06/19/2017 09:00 EDT | Updated 06/19/2017 09:00 EDT

I was at a family BBQ last weekend when two of my siblings got into an argument. It was loud and reminded me of my house circa 1995 (the peak of our teenage years). I couldn't help but wonder whether my upcoming wedding would end up resembling a WWE match.

The drama sent my mom into a tailspin. Nobody likes to see their children fighting.

I wondered if it was good timing or bad that my mom and I had planned a 30-hour getaway to Ste Anne's Spa. Would she be too upset to enjoy herself or would the break from reality cheer her up? If there's anything that makes me happy, it's when everyone I love is happy, too.

I asked my mom if she wanted to postpone our trip. It was a relief that she still wanted to go. I had been looking forward to our girls trip and hoped the timing would work out okay after all.

When I really thought about it, going to Ste. Anne's in the aftermath of a family dispute seemed like a rather ironic coincidence. Twenty years ago when my three siblings and I lived at home, my parents went to Ste Anne's Spa for an overnight stay. In the middle of their trip they got a call from my brother: "Come home: we're all fighting."

My parents rushed home to sort us out. By the time they arrived, all was calm; they could have stayed and enjoyed themselves after all. That night, I felt sick with guilt. If only we could have gotten along, if only we'd behaved for another few hours, our parents could have taken their much-needed break. I've been determined ever since to make up for it.

Now was my chance, only now there was fighting again.

I had to turn things around for my mom and lift her spirits. The drive to Ste. Anne's from Toronto was easy--only one hour and 15 minutes. When we arrived, we were awed by the flowers, gardens, landscaping and old stone buildings dating back to the 1800s. Even more surprising was how relaxed everyone looked lounging around and having tea in their plush white spa robes. It felt like we'd landed on another planet.
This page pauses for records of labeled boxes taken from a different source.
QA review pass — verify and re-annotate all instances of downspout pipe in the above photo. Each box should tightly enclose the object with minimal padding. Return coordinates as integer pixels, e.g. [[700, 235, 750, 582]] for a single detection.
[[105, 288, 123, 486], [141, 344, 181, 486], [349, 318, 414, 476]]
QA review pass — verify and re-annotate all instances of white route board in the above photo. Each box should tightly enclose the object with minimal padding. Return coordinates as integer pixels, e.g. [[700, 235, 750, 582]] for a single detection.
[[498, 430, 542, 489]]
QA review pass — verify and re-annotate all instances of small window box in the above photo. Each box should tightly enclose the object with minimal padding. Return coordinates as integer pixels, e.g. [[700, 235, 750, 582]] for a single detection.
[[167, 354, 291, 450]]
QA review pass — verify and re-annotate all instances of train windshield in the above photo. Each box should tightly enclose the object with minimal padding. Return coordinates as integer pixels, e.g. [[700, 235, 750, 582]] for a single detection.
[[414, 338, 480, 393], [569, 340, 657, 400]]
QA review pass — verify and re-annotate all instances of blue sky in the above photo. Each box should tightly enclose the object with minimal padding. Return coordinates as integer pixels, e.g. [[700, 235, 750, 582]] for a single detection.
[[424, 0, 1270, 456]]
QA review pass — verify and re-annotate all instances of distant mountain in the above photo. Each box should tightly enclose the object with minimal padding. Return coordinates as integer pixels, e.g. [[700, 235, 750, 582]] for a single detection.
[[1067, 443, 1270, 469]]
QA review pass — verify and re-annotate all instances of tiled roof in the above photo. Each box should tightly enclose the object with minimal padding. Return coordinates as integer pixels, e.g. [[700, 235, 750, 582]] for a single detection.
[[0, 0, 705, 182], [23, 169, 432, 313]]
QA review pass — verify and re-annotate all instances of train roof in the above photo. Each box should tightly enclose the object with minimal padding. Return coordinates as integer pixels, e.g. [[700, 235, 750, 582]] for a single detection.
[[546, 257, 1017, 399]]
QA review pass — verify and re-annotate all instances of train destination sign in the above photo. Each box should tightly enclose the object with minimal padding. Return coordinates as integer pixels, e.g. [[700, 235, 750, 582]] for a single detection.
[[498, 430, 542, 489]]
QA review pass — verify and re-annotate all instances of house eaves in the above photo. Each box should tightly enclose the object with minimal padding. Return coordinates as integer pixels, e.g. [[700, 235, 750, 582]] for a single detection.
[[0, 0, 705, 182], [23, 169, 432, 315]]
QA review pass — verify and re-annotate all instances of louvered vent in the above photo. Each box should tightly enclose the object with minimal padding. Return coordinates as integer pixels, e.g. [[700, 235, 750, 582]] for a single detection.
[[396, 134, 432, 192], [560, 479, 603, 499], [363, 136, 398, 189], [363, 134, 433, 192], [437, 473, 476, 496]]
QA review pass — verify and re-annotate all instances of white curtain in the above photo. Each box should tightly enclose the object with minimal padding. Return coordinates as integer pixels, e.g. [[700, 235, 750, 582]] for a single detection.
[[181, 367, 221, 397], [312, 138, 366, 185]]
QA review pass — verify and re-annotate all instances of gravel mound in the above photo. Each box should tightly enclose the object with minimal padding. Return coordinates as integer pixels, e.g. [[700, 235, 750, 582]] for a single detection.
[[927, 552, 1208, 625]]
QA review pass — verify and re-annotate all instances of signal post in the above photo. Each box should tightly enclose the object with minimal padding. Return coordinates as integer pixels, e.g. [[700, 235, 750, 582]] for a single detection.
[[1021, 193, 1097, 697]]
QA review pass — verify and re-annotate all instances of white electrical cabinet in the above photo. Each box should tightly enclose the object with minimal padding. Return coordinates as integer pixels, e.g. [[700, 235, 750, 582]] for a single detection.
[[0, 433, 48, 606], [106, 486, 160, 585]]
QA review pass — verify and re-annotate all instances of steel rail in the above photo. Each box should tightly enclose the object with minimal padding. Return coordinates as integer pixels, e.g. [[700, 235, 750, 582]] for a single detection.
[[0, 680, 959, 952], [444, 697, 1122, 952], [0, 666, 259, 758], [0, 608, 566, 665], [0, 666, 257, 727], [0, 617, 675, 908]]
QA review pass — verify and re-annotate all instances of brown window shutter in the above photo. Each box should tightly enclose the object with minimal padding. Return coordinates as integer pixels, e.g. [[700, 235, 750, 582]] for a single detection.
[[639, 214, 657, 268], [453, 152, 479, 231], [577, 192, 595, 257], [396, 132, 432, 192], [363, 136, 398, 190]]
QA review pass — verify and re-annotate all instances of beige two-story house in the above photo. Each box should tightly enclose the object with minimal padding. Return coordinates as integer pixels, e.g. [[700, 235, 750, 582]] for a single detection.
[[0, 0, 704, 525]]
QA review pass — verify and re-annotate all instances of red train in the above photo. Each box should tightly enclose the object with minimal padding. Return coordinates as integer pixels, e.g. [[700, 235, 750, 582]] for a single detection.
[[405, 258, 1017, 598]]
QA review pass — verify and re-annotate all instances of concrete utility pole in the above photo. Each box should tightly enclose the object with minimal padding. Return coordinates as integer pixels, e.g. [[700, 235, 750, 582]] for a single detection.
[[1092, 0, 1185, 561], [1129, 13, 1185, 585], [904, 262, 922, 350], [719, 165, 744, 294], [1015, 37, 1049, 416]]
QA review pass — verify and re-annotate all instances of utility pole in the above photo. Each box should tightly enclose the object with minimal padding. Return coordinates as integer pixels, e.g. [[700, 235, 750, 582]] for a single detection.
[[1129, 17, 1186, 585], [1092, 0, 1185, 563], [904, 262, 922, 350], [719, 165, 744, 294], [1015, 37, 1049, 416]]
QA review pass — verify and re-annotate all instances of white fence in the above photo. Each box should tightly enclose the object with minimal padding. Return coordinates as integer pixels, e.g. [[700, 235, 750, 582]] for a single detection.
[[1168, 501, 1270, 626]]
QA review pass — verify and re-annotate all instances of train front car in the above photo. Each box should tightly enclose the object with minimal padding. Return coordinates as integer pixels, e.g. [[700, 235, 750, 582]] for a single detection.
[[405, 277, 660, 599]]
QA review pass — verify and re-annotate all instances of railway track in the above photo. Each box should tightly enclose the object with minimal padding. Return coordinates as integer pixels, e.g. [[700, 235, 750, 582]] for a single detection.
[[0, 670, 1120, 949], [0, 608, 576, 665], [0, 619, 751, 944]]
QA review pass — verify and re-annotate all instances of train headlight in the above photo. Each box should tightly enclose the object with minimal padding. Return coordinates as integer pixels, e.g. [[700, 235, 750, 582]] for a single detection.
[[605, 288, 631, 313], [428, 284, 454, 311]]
We checked in at reception and were given a tour of the property. "Here is the spa where you can have a eucalyptus steam," our guide explained. "There's our 36-degree current pool and the 104-degree hot tub," he said, extending his hand toward the pools. "And if you look outside you can see the swimming pool and hammocks and swings."

I tried to stifle my laughter but I couldn't. I had a funny joke and it was bursting to get out. "That's great," I said, snorting with laughter. "My mom loves to swing!"

"No I don't," my mom told our guide. "I get motion sickness."

Nice recovery, I thought to myself. Our guide understood, too.

"Well if you go into the serenity room over there your daughter might not be able to tease you as much," our guide joked.

From then on my mom and I couldn't stop laughing. Everything was somehow so funny. We were like two school girls for an entire day. It was so relaxing and fun to be together. We ate lunch on the patio, explored the gardens, took a painting class together, had tea and later in the evening we had dinner. Since they invite guests to bring their own wine, I went up to the room and brought down two cans of wine I'd stashed in my bag.

"We'll just need a straw," I told our server. We giggled some more. What kind of classy ladies come to a three-course dinner with cans of wine?

At night we read our books and went to bed beside each other in a big king bed. In the morning, we biked to the gym, worked out together, returned to the spa for breakfast and read some more. Finally it was time for our spa treatments and then lunch at Ste. Anne's Bakery before returning home.

As we headed back, we no longer needed to speak about our family drama. Thoughts of any arguments had vanished. We felt relaxed, rejuvenated, and ready to plan our next little getaway.

As I write, my skin is still slick with oil from the spa. I still smell of coconut. My oil painting is framed and ready to be hung. And my mom and I are still laughing.

I'm not sure I can ever make up for what happened 20 years ago. I can't undo whatever typical aggravation comes with having a large family, but we can build new memories and experiences. And we can always laugh.